“Being a boarder means leaving your parents and living away from home for the first time with people you don’t know.” Current Year 7 boarder
Everything about going to boarding school involves change and adaptation. It is a very big leap of faith for children who often only 11 and 12 years old.
Year 7 boarder, Orla Fowler, says the biggest challenges include:
- Being away from your family
- Moving away for a whole term into a new placed filled with strangers
- Going out and being social
- Helping others and trying to be strong
- Learning to say goodbye
- Getting along with everyone
Orla is right. There is so much to get used to; there is a different style of schooling, being surrounded by many more peers, new faces and new opportunities. It can take bravery just to make the most of all that is on offer.
Together, our Santa Maria boarding supervisors have many years of valuable experience in assisting new boarders. The transition is made as smooth as possible through the Boarding Orientation Program, allocated boarding buddies, experienced teachers who assist during boarders’ study and by constant contact with new families.
It is important in the Boarding Community that this is a time of partnership, where parents and boarding staff work together to ensure the needs of the individual girls are being met. It is a different approach now as compared to the bad old days when boarding parents were advised not to call for at least two or three weeks. In fact, it is critical that parents stay connected and on hand at this time of significant change.
The girls all settle in different ways and on different timelines. Like everything else in life, the way forward is a very individual path. The happy days and tough days are never the same days for each of the new boarders. This is another notable aspect to boarding bravery. We see these young girls providing super support for their peers, soon to become their friends and later to be thought of as their sisters. It is one of the most positive aspects of girls’ boarding houses. Watching girls look out for each other, giving each other confidence, showing thoughtful acts of kindness and even just providing laughs to lighten the mood.

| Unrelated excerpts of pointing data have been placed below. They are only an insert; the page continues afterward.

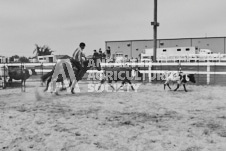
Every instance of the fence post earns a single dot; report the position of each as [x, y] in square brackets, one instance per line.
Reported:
[208, 73]
[149, 71]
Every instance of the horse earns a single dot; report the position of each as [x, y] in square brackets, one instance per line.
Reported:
[67, 70]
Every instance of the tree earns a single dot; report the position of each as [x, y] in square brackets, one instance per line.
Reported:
[42, 51]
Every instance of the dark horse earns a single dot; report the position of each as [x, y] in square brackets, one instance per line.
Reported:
[87, 64]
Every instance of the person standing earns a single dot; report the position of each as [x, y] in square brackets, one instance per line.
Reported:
[78, 55]
[108, 51]
[95, 54]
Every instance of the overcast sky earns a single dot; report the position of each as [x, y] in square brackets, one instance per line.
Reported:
[63, 24]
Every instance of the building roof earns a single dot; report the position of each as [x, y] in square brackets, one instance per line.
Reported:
[62, 56]
[161, 39]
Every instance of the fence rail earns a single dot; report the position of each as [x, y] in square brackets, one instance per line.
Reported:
[206, 72]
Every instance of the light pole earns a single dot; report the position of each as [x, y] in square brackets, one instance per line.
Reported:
[155, 25]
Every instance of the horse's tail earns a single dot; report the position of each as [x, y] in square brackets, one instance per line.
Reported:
[47, 75]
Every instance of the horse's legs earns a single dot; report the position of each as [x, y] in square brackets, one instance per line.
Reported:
[184, 87]
[74, 81]
[123, 82]
[168, 86]
[178, 85]
[47, 84]
[101, 82]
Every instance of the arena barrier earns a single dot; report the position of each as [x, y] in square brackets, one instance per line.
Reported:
[213, 73]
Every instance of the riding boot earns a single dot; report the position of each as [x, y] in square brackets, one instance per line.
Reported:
[72, 90]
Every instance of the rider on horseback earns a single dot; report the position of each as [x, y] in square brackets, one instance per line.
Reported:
[77, 57]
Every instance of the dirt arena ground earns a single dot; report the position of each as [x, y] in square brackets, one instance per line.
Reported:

As the Head of Boarding, I believe boarding can have its challenges and there will be days when all boarders wished they could just be at home. But like owning a new puppy, the good days, the fun experiences and the strong bonds far out way the struggles. Bravery is choosing to focus on these positives and make the most of the huge range of opportunities that come with a wonderful community like Santa Maria College.
I also think it is important to mention that boarding bravery extends to the parents who make the commitment to educating their children away from home. This decision changes family dynamics with adjustments for siblings also likely. For success, a great deal of trust is needed in the staff responsible for the wellbeing of all boarders. And perhaps most significantly parents will more than likely respond to many upset calls from their children in boarding over the duration. They will answer bravely, listen calmly and provide advice. This over the phone parenting soothes the girls, gives them a much-needed dumping ground for the day’s worries and leaves boarders ready to continue with shared fun and laughs. Parents at this point often feel distressed and guilty. It is nearly impossible to be brave as they hang up the phone or drive away from the gates of the Boarding House.
But parents will do this time and time again as their children all attend school in the city. Choosing to focus on the educational benefits, wide-ranging experiences and strong support of the whole school community, allows for strength in these times.